Tra i dati non facilmente reperibili c’è anche l’entità dei finanziamenti destinati ai Cav che operano all’interno dei presidi. La maggior parte dei centri è iscritta al Runts e accede così ai bandi relativi al terzo settore. Queste informazioni sono state reperite tramite accesso agli atti dalla consigliera del Partito democratico Paola Bocci, che da anni fa un lavoro di raccolta dati sull’accesso all’Ivg nella regione.

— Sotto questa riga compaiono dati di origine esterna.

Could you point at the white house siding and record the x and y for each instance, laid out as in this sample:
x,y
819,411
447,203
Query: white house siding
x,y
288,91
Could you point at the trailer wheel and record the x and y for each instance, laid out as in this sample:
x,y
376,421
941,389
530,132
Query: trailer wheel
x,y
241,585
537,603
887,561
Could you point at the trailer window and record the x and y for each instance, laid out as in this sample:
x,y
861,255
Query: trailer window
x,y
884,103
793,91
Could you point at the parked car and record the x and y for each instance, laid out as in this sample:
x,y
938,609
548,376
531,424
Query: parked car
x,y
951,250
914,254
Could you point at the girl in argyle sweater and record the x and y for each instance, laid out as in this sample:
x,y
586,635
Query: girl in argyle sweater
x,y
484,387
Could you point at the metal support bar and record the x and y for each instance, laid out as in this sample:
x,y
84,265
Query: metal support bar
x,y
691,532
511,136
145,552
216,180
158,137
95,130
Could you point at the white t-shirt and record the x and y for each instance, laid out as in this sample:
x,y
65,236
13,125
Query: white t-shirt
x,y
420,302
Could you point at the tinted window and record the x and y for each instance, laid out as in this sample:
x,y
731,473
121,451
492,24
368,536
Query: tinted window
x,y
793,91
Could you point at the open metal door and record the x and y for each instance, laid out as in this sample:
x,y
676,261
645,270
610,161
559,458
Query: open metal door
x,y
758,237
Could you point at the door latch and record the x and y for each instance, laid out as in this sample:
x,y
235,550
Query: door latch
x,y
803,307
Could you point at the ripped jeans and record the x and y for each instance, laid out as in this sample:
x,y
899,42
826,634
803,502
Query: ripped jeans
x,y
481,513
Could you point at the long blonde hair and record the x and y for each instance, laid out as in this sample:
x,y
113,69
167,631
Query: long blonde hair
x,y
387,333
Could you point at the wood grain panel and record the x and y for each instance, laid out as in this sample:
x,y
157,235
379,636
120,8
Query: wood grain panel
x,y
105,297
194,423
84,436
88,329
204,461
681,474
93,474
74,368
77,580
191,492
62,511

«Non ci sono fondi diretti ai Cav», spiega Bocci, «ma vengono finanziati all’interno di progetti più complessi tramite bandi, sostenuti dalla regione e dal ministero». Ad esempio, nei documenti, risulta che il Cav Mangiagalli «è tra i beneficiari in qualità di capofila del bando terzo settore 2023-2025», finanziato dal ministero del Lavoro e dalla regione, e il contributo richiesto è di quasi 40mila euro. Altri hanno richiesto contributi per 100mila euro.
La 194 per le destre
La strategia dei vertici della Lombardia e del governo è usare la 194, una legge che tutela la maternità, per limitare il diritto all’Ivg. Alle interrogazioni di Paladini il sottosegretario Mauro Piazza e Bertolaso hanno risposto che la regione si avvarrà di «tutte le possibilità» a disposizione «per contrastare la denatalità».
«Questo tutto», evidenzia il consigliere, «può anche riferirsi a pressioni e ingerenze nella libera scelta delle donne». Le destre e le associazioni antiabortiste si inseriscono infatti nelle maglie larghe della 194 e permettere l’ingresso di associazioni che sostengono di revocare gli ostacoli che potrebbero indurre la donna all’Ivg, dice di Martino, «per questo è una legge che va ridiscussa». E chiede «perché le politiche per la genitorialità non vengono attuate dalle istituzioni, ma si lasciano filtrare da associazioni di ispirazione cattolica? Perché lo stato non si fa carico delle politiche di welfare?».
Ma non sono solo i Cav a interferire nella decisione delle donne. La Lombardia è l’unica regione ad avere un numero elevato di consultori privati e la maggior parte di questi sono a ispirazione cristiana. Questi, grazie a una delibera del 2000, in violazione della 194, esercitano l’obiezione di struttura e, si legge nel report, spesso sono indistinguibili dai consultori pubblici. Nei presidi pubblici invece, secondo i dati del 2023 raccolti da Bocci, l’obiezione di coscienza in alcune province ha ancora punte oltre il 70 per cento, come a Bergamo. E il 64 per cento delle strutture ha un’obiezione superiore al 50 per cento.